Bloomington has been working with Toole Design Group, a consulting firm headquartered in Silver Spring, Maryland, to create a plan for expanding and maintaining Bloomington’s transportation needs.
Sagar Onta, the engineering director for Toole Design Group, explained the plan is conceptual right now and is not meant to alarm residents who might be concerned about changes.
Onta said he and Toole Design Group are presenting this plan to the city and the plan reflects desired or ideal changes to Bloomington, but not all those changes will be realized.
“This plan sets the tone for what the transportation network should look like in 20, 30 years,” Onta said.
One of the more drastic remodeling ideas is a redesign of Kirkwood Avenue, extending from Indiana Avenue to Walnut Street. Kirkwood Avenue would become what’s called a shared street, Onta said.
The new curbless street design will prioritize nonmotorized traffic like pedestrians and bicyclists, and help slow speeds in the area. Changing Kirkwood to a shared street would allow it to slow down traffic and function like a festival street when needed.
“The idea is to make that part of downtown the center of town,” Onta said.
The transportation plan notes street parking is optional on shared streets, but Onta was clear there would be no loss of parking downtown and on Kirkwood Avenue, where parking is already at a premium.
Currently, Walnut and Third streets, as well as College and Atwater avenues, are all one-way streets, but the final draft of the plan Onta helped design will restore two-way traffic on these streets. This change will help facilitate another east-west connection in the city, something Bloomington lacks.
Also included in the final draft of the transportation plan is an expansion of the B-Line Trail. The plan suggests expanding the trail’s level of safety and comfort onto Seventh Street would benefit the IU and local residential communities.

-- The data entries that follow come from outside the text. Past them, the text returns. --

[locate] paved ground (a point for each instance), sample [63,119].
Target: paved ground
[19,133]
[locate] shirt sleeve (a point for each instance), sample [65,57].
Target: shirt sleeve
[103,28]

“The B-Line Trail is the backbone of Bloomington’s active transportation network,” according to the draft plan. “It is widely popular for both transportation and recreation, and it has spurred economic development along its corridor. In order to extend these benefits throughout the city, this Plan recommends prioritizing connected, high-comfort routes and extending the B-Line to the northwest.”
Even though the city could be facing major changes in street design, Onta said he wanted to reassure residents no changes were happening right away and they should not be alarmed.
For example, he said, there are roads on the draft that run through homes and even the College Mall, but those roads are currently hypothetical.
If that property changes hands, or owners want to sell and redevelop the land, new city connections could be created, but residents shouldn’t worry about the city coming in and taking their home because of the transportation plan.
“The city’s not coming to bulldoze your home,” Onta said.
The entire Bloomington Transportation Plan is available for download on the city’s website here and residents unable to make it to the Thursday meeting will be able to make comments about the plan online or stream it through CATS TV.